No DLQ is necessary as reprocessing must be initiated from the source.
Logging and monitoring are necessary although error notification is normally not done in addition to the required error response to the caller.

Idempotency (whether supported natively by the targets or added in the integration layer) is always necessary when the integration update multiple resources and transactions are not possible.
Even in the other cases, idempotency is useful when "in-doubt" situations arise.

Finally, compensating actions are to applied only when transactions are not possible and at the same time it is mandatory that target resources keep a mutually consistent state at all times.

Asynchronous integrations

As its is apparent from the figure above, asynchronous integrations require as a rule a larger set of features related to error handling and recovery.

The first obvious difference with the synchronous case is the use of automated retry logic to mitigate transient errors.

The second big difference is the necessity of some form of (more or less sophisticated) error notification to alert the appropriate actors (support, key users) that something went wrong.

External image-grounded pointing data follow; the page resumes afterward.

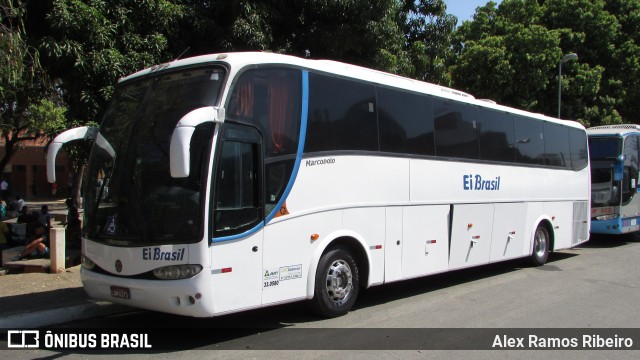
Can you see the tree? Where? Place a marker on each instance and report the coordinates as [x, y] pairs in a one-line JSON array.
[[88, 45], [429, 30], [30, 106], [511, 54], [362, 32]]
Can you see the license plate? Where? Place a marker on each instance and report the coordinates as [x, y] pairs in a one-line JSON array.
[[120, 292]]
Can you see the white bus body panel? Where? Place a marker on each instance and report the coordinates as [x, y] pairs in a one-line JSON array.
[[240, 288], [425, 247], [471, 235], [287, 245], [509, 239], [393, 244]]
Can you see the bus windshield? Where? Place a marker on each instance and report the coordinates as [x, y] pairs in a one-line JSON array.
[[131, 198]]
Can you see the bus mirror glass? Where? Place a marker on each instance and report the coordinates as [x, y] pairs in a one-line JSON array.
[[618, 171], [79, 133], [179, 152]]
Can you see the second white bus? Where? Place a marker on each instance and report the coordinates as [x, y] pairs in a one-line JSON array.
[[228, 182]]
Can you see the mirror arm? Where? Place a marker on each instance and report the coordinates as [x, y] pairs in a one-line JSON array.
[[179, 150]]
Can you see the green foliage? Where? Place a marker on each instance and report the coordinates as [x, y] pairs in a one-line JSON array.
[[515, 50], [88, 45], [29, 107]]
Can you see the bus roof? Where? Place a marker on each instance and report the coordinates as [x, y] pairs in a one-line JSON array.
[[239, 60], [618, 129]]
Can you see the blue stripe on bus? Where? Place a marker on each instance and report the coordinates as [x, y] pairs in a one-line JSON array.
[[303, 133]]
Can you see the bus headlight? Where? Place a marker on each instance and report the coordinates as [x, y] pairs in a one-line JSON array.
[[607, 217], [87, 263], [176, 272]]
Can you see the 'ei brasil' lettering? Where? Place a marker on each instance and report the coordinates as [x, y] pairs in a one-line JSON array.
[[477, 182]]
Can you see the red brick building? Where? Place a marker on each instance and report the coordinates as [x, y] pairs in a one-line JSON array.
[[27, 171]]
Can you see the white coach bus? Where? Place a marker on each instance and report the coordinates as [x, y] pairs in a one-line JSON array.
[[615, 204], [228, 182]]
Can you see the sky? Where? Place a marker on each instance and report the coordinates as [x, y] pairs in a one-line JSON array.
[[464, 9]]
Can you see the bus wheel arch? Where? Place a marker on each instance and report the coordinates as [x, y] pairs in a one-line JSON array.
[[542, 243], [342, 269]]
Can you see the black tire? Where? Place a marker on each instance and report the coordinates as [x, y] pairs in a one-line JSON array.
[[337, 284], [541, 244]]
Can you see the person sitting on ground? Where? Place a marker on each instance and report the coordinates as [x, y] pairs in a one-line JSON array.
[[32, 222], [37, 246], [18, 203], [23, 218], [4, 235]]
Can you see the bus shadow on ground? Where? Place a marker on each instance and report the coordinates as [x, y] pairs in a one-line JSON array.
[[600, 241], [243, 330]]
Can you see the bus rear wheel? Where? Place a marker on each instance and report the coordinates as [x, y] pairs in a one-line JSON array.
[[541, 243], [337, 283]]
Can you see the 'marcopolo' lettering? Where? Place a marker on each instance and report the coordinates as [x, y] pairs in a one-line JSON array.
[[158, 254], [320, 162], [476, 182]]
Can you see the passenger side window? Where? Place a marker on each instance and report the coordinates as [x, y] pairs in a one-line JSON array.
[[556, 146], [496, 136], [406, 122], [578, 145], [630, 179], [237, 189], [456, 133], [342, 115], [529, 139]]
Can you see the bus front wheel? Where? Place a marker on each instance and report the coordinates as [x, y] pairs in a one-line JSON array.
[[541, 243], [337, 283]]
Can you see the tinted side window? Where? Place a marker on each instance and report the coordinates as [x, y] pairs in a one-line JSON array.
[[496, 136], [456, 134], [630, 179], [556, 145], [578, 148], [406, 122], [529, 141], [341, 115], [237, 189]]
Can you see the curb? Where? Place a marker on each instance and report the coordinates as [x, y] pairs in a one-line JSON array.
[[56, 316]]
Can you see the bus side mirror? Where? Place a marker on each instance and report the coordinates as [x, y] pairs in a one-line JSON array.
[[618, 171], [179, 150], [79, 133]]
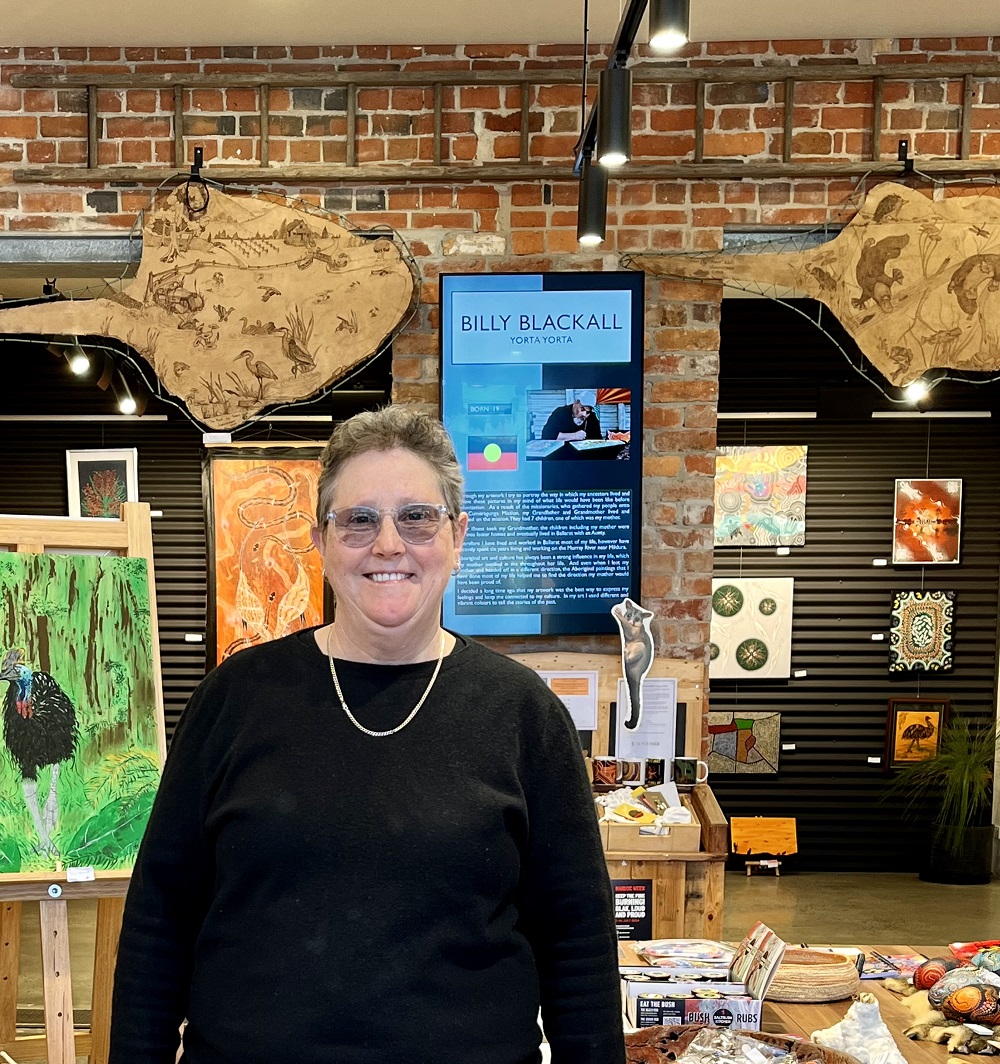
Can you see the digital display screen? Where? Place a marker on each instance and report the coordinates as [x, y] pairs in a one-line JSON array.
[[542, 392]]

Thirdly, Dead Letter Queue functionality is often put in place to allow repeating the execution of a failed integration with the original input data ("resubmission" or "reprocessing").  Such functionality can only be forfeited if we decide at design time that all reprocessing will always occur from the source system, but is still advisable to still have the DLQ resubmission option available.

Finally, the considerations about idempotency and compensating transactions essentially stay the same as in the sync case.


Conclusions

Hopefully, this article will help  practitioners rationalize integration design decisions based on the technical and functional context at hand.

However since the integration landscape for medium-sized and large enterprises is virtually guaranteed to be wide and varied, it highly advisable that we endow our integration platform with all key capabilities (automated retry, idempotency, transaction support, error notification, DLQ, etc.) in a generic and reusable fashion.
This way, we will be able to easily build in a given capability into an integration when we need it.

Future posts will address how some of these capabilities can be implemented with ESB tools.